DOCA Storage Initiator ComCh Application Guide

Introduction

The doca_storage_initiator_comch application is a client to the storage service and performs a benchmark of the performance in the process.

System Design

The doca_storage_initiator_comch application performs the following key functions:

Initiates a series of IO requests to exercise the storage service
Measures performance
- Millions of IO operations per second
- Effective IO data bandwidth
- IO operation latency
  - Min
  - Max
  - Mean

To accomplish these tasks, the application establishes a connection to the service running on the NVIDIA® BlueField® platform using doca_comch_client.

Application architecture

The doca_storage_initiator_comch application is divided into two main functional areas:

Control-time and shared resources
Per-thread data path resources

initiator_comch_-_objects-version-1-modificationdate-1744726845063-api-v2.png

The application execution follows two primary phases:

Control phase
Data path phase

Control Phase

This phase begins with establishing connections to the storage service. Once connected it starts issuing the comtrol commands to prepare the use-case and begin data transfers:

Query storage
Init storage
Start storage

Issuing the start storage command initiates the data path phase. While the data threads begin execution, the main thread waits for the test execution to complete before finallt closing down the session by issuing the final control commands:

Stop storage
Shutdown

Data Path Phase

There are three data path routines that can be executed depending on mode:

Throughput test (read or write)
Read only data validity test
Write then read data validitiy test

Throughput test

In this mode tasks are submitted for the first them then a tight loop polling the progress engine is executed until the target operation count has been reached. As each task is submitted its assigned a memory location in the storage window to use; this location is then advanced ready for the next task to use, or if the end of storage is reached reset back to the start. In this way the memory is processed sequentially in a round robin fashion.

Read only data validity test

In this mode a copy of the expected storage memory is held by the initiator. tasks are submitted in th same was as with a throughput test but with the change being that once each segment of storage has been read the test is completed. As each task completes it compares the memory read from storage matches the data held in the relevant section of expected data file.

Write then read data validity test

This mode works start by writing a pattern accross the entire storage memory until each part of the storage memory has been "set". Following this the steps to perfom a read only data validity test are carried out but instead of using the content of a file loaded from disk to compare the read data to, the memory pattern that was generated to be written to the storage is compared against.

DOCA Libraries

This application leverages the following DOCA libraries:

DOCA Comch

Compiling the Application

This application is compiled as part of the set of storage applications. For compilation instructions, refer to the DOCA Storage Applications page.

Running the Application

Application Execution

Warning

This application can only run from the host.

Info

DOCA Storage Initiator Comch is provided in source form. Therefore, compilation is required before the application can be executed.

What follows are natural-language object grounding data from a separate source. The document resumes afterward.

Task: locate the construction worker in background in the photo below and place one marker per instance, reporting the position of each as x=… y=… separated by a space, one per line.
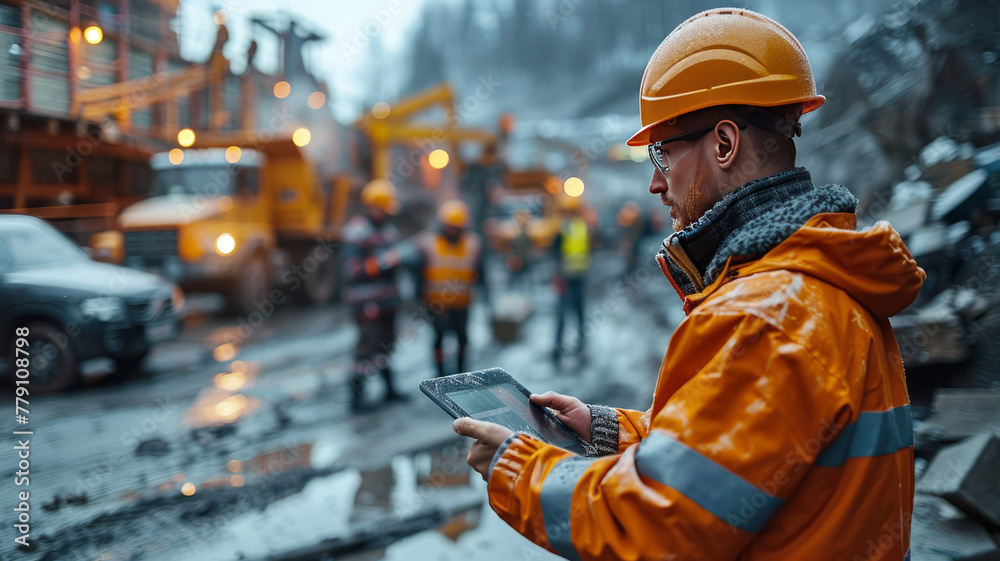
x=780 y=425
x=573 y=246
x=452 y=264
x=370 y=260
x=519 y=261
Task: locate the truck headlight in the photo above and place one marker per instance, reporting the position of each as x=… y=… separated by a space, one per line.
x=225 y=244
x=107 y=308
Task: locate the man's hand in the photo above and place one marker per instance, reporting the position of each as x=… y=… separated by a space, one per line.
x=568 y=409
x=489 y=437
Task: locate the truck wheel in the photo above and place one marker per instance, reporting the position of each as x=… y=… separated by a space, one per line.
x=129 y=366
x=252 y=287
x=318 y=286
x=52 y=367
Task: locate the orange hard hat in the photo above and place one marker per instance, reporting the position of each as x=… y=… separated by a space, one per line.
x=381 y=195
x=725 y=56
x=454 y=213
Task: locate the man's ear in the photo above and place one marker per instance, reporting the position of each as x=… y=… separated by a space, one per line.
x=727 y=143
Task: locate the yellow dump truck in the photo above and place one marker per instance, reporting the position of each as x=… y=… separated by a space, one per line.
x=258 y=225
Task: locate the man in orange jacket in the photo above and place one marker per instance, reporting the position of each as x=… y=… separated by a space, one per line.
x=780 y=425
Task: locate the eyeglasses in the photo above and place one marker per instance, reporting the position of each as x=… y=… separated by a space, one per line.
x=660 y=158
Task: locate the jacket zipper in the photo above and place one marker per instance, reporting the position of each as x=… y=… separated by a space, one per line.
x=678 y=255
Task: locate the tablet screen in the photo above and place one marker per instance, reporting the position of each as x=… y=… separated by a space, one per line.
x=504 y=405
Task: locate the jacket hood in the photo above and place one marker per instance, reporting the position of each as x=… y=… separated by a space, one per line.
x=872 y=265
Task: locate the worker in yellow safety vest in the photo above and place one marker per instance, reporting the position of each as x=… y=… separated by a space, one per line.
x=452 y=265
x=573 y=246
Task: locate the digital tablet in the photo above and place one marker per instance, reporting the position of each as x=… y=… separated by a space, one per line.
x=493 y=395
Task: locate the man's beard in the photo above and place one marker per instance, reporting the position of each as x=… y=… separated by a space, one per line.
x=688 y=214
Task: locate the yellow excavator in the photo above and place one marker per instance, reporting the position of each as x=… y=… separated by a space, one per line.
x=389 y=125
x=252 y=213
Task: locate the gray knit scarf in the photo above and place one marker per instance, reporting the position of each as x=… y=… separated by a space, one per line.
x=752 y=220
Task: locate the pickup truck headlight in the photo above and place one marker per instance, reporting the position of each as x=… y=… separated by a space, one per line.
x=225 y=244
x=107 y=308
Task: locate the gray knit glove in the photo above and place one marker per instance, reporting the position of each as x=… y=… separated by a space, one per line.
x=604 y=429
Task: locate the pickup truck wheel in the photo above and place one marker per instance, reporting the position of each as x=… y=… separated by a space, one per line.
x=52 y=365
x=252 y=287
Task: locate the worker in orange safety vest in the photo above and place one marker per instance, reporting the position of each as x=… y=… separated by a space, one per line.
x=452 y=265
x=780 y=425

Application usage instructions:

Copy
Copied!

            
            Usage: doca_storage_initiator_comch [DOCA Flags] [Program Flags]
 
DOCA Flags:
  -h, --help                        Print a help synopsis
  -v, --version                     Print program version information
  -l, --log-level                   Set the (numeric) log level for the program <10=DISABLE, 20=CRITICAL, 30=ERROR, 40=WARNING, 50=INFO, 60=DEBUG, 70=TRACE>
  --sdk-log-level                   Set the SDK (numeric) log level for the program <10=DISABLE, 20=CRITICAL, 30=ERROR, 40=WARNING, 50=INFO, 60=DEBUG, 70=TRACE>
  -j, --json <path>                 Parse all command flags from an input json file
 
Program Flags:
  -d, --device                      Device identifier
  --cpu                             CPU core to which the process affinity can be set
  --storage-plain-content           File containing the plain data that is represented by the storage
  --execution-strategy              Define what to run. One of: read_throughput_test | write_throughput_test | read_write_data_validity_test | read_only_data_validity_test
  --run-limit-operation-count       Run N operations (per thread) then stop. Default: 1000000
  --task-count                      Number of concurrent tasks (per thread) to use. Default: 64
  --command-channel-name            Name of the channel used by the doca_comch_client. Default: "doca_storage_comch"
  --control-timeout                 Time (in seconds) to wait while performing control operations. Default: 5
  --batch-size                      Batch size: Default: 4

Info

This usage printout can be printed to the command line using the -h (or --help) options:

Copy
Copied!

            
            ./doca_storage_initiator_comch -h

For additional information, refer to section "Command-line Flags".

CLI example for running the application on the BlueField:

Copy
Copied!

            
            ./doca_storage_initiator_comch -d 3b:00.0 --execution-strategy read_throughput_test --run-limit-operation-count 1000000 --cpu 0

Note

Both the DOCA Comch device PCIe address (3b:00.0) should match the addresses of the desired PCIe devices.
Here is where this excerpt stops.